Pennsylvania is gearing up to issue at least $2 billion of general obligation debt via competitive bid before the end of the calendar year as officials keep a wary eye on the possible expiration of the Build America Bond program.
Rick Dreher, director of the bureau of revenue, cash flow, and debt, said his team is working on a $1 billion tax anticipation GO note deal and a $400 million GO refunding sale tentatively set for the first week in October, depending on interest rates.
Under its constitution, the state issues GO new-money and refinancing transactions through competitive bid. Public Financial Management Inc. is the state’s financial adviser.
This will be Pennsylvania’s second Tan deal since 1997. In December 2009, it sold $800 million and borrowed about $650 million from the motor-license vehicle fund to help support its cash-flow needs. Between 1998 and 2008, the state did not need to rely on short-term borrowing. Declining revenues necessitated last year’s $800 million note deal.
This year, officials anticipate issuing $1 billion of Tans. There are no plans at this time for an internal borrowing from the motor-license vehicle fund or another fund. Fiscal 2011 began July 1.
“If we experience revenue shortfalls like we have the past couple of years, we may have to do a second Tan or maybe some second type of internal loan,” Dreher said. “We’ll monitor that as the fiscal year develops.”
The $400 million refunding could generate about 5.5% of net present-value savings for the commonwealth, or $25 million. Officials are looking to grab lower interest rates on debt sold in 2004 and 2008, according to Dreher.
“It’s certainly something we’re interested in, given the current budget environment,” he said.
Like most states, Pennsylvania has had to cut spending by several billion dollars during the past two years to help offset declining tax collections.

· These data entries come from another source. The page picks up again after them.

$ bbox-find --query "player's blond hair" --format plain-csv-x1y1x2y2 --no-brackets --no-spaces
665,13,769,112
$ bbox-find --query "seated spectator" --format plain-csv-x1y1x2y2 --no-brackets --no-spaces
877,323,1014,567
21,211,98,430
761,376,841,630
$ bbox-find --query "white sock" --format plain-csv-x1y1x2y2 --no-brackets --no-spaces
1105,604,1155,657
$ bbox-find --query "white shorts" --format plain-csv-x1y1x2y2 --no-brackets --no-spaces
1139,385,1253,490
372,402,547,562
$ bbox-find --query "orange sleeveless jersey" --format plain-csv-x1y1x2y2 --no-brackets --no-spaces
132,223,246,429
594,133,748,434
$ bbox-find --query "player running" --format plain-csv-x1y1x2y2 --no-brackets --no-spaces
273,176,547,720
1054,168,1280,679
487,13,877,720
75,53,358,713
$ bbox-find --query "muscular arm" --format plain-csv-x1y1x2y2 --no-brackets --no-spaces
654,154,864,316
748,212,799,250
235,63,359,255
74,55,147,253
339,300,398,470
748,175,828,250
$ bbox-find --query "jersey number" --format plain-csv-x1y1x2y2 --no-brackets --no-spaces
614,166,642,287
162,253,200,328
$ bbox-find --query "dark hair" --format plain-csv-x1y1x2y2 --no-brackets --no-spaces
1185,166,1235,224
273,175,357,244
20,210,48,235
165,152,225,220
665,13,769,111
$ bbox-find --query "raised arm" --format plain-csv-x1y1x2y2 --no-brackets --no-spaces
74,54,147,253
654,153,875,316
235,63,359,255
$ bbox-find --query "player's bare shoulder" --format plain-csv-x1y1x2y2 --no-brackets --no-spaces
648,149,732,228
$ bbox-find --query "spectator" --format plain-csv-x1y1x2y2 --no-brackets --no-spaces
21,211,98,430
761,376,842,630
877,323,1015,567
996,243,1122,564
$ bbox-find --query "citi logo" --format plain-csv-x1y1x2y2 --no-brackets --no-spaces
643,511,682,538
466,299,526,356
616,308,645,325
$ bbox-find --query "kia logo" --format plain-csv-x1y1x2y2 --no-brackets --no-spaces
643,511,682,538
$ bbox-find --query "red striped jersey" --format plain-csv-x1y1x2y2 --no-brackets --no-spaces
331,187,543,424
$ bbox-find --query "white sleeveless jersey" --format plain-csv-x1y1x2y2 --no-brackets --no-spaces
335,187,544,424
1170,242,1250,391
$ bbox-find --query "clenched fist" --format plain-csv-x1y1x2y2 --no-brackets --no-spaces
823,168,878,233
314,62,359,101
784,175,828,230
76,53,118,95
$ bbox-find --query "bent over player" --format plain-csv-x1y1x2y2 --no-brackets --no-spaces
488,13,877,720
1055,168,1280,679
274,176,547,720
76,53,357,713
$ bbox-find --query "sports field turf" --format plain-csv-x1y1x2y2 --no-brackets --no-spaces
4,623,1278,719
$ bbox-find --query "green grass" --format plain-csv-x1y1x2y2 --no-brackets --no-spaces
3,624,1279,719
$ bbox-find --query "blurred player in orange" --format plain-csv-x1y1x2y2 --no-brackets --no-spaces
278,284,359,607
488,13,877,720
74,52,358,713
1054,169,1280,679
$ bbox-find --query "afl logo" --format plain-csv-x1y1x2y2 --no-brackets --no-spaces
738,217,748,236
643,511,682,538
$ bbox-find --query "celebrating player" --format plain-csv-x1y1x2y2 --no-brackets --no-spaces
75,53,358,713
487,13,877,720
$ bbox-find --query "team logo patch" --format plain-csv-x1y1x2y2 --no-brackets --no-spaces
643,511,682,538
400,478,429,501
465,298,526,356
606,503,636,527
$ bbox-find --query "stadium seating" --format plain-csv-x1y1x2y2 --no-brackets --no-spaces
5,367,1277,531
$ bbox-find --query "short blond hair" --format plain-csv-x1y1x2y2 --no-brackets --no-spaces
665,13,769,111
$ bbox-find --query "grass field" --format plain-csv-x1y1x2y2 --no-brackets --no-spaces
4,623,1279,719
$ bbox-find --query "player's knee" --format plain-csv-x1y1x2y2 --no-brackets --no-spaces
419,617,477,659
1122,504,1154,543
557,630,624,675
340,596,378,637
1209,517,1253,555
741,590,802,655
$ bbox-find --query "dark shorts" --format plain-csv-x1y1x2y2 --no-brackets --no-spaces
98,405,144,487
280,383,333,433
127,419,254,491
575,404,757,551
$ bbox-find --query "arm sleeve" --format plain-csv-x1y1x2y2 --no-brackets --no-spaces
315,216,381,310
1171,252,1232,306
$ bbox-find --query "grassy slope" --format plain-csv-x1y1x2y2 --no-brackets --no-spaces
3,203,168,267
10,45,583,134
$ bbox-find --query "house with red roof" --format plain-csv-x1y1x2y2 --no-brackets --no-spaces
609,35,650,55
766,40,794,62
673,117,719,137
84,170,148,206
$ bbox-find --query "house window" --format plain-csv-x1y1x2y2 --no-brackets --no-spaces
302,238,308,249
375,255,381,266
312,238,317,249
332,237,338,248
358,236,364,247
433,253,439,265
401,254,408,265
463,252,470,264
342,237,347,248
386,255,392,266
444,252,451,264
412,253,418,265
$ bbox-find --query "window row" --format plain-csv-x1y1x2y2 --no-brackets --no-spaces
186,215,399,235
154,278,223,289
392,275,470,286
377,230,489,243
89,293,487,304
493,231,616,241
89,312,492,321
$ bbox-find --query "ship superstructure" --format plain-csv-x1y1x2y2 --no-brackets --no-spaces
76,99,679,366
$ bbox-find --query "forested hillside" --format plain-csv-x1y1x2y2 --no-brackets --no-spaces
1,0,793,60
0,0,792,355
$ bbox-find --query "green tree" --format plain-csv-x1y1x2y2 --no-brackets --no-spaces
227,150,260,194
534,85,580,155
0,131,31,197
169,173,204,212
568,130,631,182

After the October deals, the state in December plans to issue $600 million to $1 billion of taxable BABs to help finance infrastructure needs.

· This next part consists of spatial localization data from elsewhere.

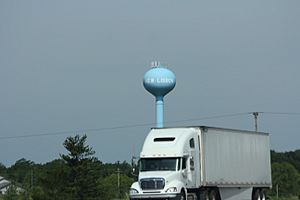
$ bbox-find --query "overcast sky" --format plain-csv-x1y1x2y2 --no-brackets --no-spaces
1,0,299,166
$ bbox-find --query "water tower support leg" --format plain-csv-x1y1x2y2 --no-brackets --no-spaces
156,97,164,128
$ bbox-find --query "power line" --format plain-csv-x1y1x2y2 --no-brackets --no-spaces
0,123,155,140
0,111,299,141
0,112,249,140
248,111,300,132
247,111,300,115
262,112,300,115
166,112,250,124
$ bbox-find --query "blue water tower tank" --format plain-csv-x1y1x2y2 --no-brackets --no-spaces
143,61,176,128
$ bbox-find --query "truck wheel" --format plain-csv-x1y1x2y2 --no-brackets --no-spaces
209,190,220,200
203,191,209,200
179,190,186,200
252,189,261,200
260,190,266,200
204,193,209,200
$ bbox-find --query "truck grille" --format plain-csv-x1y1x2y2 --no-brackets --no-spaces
140,178,165,190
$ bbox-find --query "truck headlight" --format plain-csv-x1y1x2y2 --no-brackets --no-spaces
166,187,177,193
129,188,139,195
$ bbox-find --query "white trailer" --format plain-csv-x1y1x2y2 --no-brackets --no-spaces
129,126,272,200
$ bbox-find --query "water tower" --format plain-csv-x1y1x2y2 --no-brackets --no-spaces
143,61,176,128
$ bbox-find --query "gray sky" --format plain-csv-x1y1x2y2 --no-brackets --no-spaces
0,0,299,166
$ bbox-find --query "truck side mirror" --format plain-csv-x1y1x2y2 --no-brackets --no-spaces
190,158,195,171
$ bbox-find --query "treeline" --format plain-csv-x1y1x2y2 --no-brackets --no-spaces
270,150,300,198
1,134,300,200
0,135,136,200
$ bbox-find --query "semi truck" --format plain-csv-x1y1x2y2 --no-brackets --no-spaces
129,126,272,200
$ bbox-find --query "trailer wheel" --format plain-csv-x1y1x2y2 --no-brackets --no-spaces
252,189,261,200
260,190,266,200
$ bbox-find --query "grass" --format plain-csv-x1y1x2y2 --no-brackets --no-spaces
269,196,299,200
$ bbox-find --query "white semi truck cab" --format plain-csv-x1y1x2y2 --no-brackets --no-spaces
129,126,272,200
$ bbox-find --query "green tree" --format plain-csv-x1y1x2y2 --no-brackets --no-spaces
38,159,68,200
0,163,6,175
98,173,133,200
7,158,34,186
29,186,45,200
271,162,300,197
271,150,300,172
60,134,100,200
2,186,19,200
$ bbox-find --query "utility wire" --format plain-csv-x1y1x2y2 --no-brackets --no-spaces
166,112,250,124
248,111,300,132
0,111,299,140
0,112,250,140
261,112,300,115
0,123,155,140
247,111,300,115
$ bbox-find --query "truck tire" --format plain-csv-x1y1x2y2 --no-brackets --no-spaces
204,192,209,200
179,190,186,200
196,190,207,200
252,189,261,200
209,190,220,200
260,190,266,200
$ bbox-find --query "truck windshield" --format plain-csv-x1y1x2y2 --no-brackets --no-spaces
140,158,178,172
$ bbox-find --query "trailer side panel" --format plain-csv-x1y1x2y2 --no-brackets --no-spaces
201,127,272,187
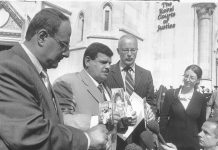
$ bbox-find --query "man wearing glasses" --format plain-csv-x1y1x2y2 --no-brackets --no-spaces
106,34,155,149
0,8,108,150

The state tends to sell new-money debt in November or December and again in the spring. It could opt to issue the bulk of its nearly $2 billion of new-money borrowing capacity for fiscal 2011 in the December BAB transaction, depending on whether or not Congress extends the BAB program and if they alter the interest rate subsidy included in that plan.

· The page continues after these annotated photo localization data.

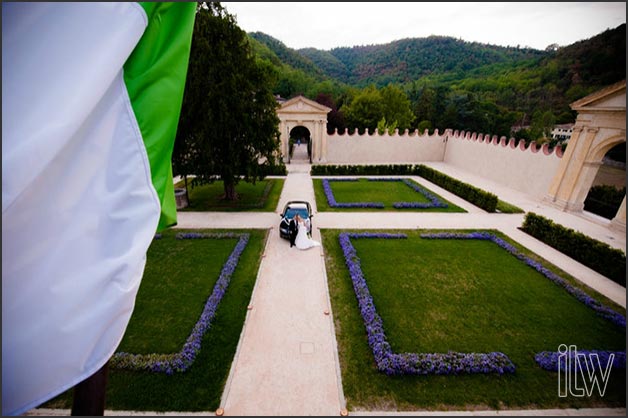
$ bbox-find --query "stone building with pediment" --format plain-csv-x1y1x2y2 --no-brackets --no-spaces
544,80,626,231
276,96,331,164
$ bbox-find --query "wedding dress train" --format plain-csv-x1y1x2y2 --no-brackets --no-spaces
295,222,321,250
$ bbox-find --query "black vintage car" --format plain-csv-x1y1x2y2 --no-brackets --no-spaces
279,200,313,239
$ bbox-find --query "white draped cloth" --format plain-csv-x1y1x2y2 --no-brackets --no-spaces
295,222,321,250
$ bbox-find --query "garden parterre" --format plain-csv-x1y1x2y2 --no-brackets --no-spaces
323,229,626,410
315,177,465,212
44,229,266,412
111,232,250,375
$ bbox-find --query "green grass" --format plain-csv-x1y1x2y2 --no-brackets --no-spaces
496,200,525,213
322,229,625,411
45,228,267,412
174,178,284,212
313,178,466,212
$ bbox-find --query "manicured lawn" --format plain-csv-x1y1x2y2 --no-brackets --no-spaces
174,178,284,211
45,228,267,412
496,200,524,213
313,178,466,212
322,229,625,411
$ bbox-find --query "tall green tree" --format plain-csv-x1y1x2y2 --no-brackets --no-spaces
343,84,415,133
173,2,282,201
530,110,556,140
412,84,437,126
343,85,384,133
380,84,415,131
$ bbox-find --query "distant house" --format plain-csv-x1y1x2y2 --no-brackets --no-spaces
550,123,575,142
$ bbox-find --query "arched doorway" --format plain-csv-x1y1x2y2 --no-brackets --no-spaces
583,142,626,219
276,95,331,164
544,80,626,231
289,126,312,163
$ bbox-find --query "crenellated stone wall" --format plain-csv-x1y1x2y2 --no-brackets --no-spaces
324,128,447,164
443,131,563,198
318,128,564,198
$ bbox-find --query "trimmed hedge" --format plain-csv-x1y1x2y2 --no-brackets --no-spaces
261,163,287,176
311,164,498,212
521,212,626,286
311,164,415,176
414,165,498,212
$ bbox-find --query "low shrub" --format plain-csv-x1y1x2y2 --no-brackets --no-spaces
521,212,626,286
414,165,498,212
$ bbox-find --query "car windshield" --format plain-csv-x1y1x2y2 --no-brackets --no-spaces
284,207,309,219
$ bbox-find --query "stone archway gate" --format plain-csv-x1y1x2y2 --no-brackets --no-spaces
277,96,331,163
545,80,626,231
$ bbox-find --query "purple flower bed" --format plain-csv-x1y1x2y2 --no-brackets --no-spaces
322,178,385,208
368,178,448,209
420,232,626,329
535,350,626,372
111,233,250,375
339,232,516,376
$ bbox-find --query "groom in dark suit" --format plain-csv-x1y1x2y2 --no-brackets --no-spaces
288,216,298,247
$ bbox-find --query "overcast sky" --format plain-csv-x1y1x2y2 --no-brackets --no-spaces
221,2,626,50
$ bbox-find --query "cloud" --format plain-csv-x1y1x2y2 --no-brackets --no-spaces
222,2,626,50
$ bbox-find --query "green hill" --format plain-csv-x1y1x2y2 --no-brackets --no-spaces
248,32,324,79
244,24,625,135
309,36,546,87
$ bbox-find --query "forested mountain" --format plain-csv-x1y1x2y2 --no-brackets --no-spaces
430,24,626,123
300,36,545,87
248,32,324,79
298,47,352,82
542,23,626,92
245,24,626,138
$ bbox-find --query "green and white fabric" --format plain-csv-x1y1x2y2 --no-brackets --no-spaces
2,3,195,415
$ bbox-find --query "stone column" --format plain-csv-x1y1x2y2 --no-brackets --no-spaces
311,120,318,162
544,126,599,211
314,120,323,162
320,119,328,162
280,121,290,163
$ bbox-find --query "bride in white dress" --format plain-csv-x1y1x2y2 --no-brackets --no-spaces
294,214,321,250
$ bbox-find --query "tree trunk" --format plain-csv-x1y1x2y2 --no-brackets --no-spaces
184,175,190,205
223,181,238,201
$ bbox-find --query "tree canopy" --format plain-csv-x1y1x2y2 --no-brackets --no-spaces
173,2,283,201
342,84,415,134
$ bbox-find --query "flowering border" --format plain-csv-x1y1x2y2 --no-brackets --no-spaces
534,350,626,372
421,232,626,328
339,232,516,375
322,178,385,208
110,232,250,375
368,178,448,209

Taxable BABs offer issuers a lower cost of borrowing with a 35% federal subsidy on interest costs. BABs are a product of the American Recovery and Reinvestment Act.
The BAB program is set to expire at the end of 2010. If Congress chooses to continue it, lawmakers may opt to lower the subsidy rate, which would decrease savings for issuers.
Dreher said that since the state has such a large capital program, it could boost the December BAB deal above $1 billion to take advantage of the stimulus program while it lasts.
“From a tax and arbitrage-regulation perspective, I would have no problem meeting spending requirements if I issued my whole year’s worth of bonds,” he said.
Pennsylvania will have a new governor in January since Gov. Edward Rendell is prohibited from seeking a third consecutive term. Dreher said the most immediate issue for the incoming governor will be crafting a fiscal 2012 budget that will not include ARRA funds. In addition, the state’s pension contributions will increase dramatically in fiscal 2013.
“There will be significant challenges to an incoming administration — dealing with replacement of federal ARRA funds and expenditure pressures, particularly from pensions,” Dreher said.